3 Common Blue Screen Problems During Production

Blue screens problems are issues that a filmmaker needs to overcome when using the chroma key effect. Chroma keying is used to replace a solid color in a shot with a different image. With this effect, you can heavily stylize the look of your work, or you can be transported to far away places that you can’t really go to. It is a special effect, and if it’s not properly executed in production, then you’re going to run into a lot of trouble in the editing room. Here are the 3 most common blue screen problems.

1. Improper Lighting

The biggest blue screen problem during production is that it was not properly lit. Chroma keying works by isolating a specific color, which is then keyed out. If the blue screen is poorly lit, then the camera is going to pick up several shades of blue instead of one distinct and uniform color. This can be a real pain because every shade will need to be individually keyed out. It creates a lot of work for the editor and it risks having part of an actor, set piece or prop being keyed out along with a dark shade of blue.

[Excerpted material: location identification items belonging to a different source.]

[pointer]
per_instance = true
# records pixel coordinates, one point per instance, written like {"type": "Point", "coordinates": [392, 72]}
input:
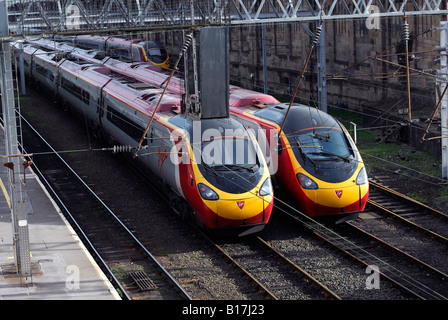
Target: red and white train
{"type": "Point", "coordinates": [313, 159]}
{"type": "Point", "coordinates": [229, 192]}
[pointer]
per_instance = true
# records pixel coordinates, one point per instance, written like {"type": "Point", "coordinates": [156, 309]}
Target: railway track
{"type": "Point", "coordinates": [276, 276]}
{"type": "Point", "coordinates": [413, 275]}
{"type": "Point", "coordinates": [415, 214]}
{"type": "Point", "coordinates": [128, 264]}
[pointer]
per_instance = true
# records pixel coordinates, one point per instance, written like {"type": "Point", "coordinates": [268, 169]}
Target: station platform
{"type": "Point", "coordinates": [61, 267]}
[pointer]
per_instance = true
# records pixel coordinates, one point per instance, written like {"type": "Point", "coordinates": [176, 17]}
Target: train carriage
{"type": "Point", "coordinates": [234, 197]}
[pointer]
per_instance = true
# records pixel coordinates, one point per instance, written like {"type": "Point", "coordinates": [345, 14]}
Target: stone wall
{"type": "Point", "coordinates": [354, 80]}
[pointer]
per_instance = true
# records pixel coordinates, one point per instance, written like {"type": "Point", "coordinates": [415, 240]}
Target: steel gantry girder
{"type": "Point", "coordinates": [50, 16]}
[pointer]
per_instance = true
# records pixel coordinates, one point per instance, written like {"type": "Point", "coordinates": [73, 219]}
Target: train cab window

You need to devote some of your lights to just lighting the blue screen. The lighting should be flat and consistent with everything at the same exposure level. You need to isolate these lights from hitting anything else on the set. You also need to keep your set lights from spilling onto your blue screen as well.

2. Dirty Blue Screen

Remember that chroma key works best when the blue screen is a consistent and even color. A dirty blue screen can be picked up by the camera, which would then make your screen more than one color If the blue screen is dirty enough, it can cause keying problems in post production. If you own a blue screen, then take care of it, and if you’re renting one, make sure you thoroughly inspect it before the shoot.

3. Blue Objects on Set

If you’re working with a blue screen, then your actors cannot be wearing blue and the props can’t be blue as well. if something in the frame is the same color as the blue screen, then it will be keyed out along with it. The effect doe not distinguish objects, only colors. Be prepared and plan out the colors of your frame accordingly.

Keep an eye out of for reflective surfaces in your set pieces. These could pick up a blue refection that you might not immediately notice. These reflections will create unwanted keying. If you’re on top of your game, then you can avoid these problems and have a smooth effect.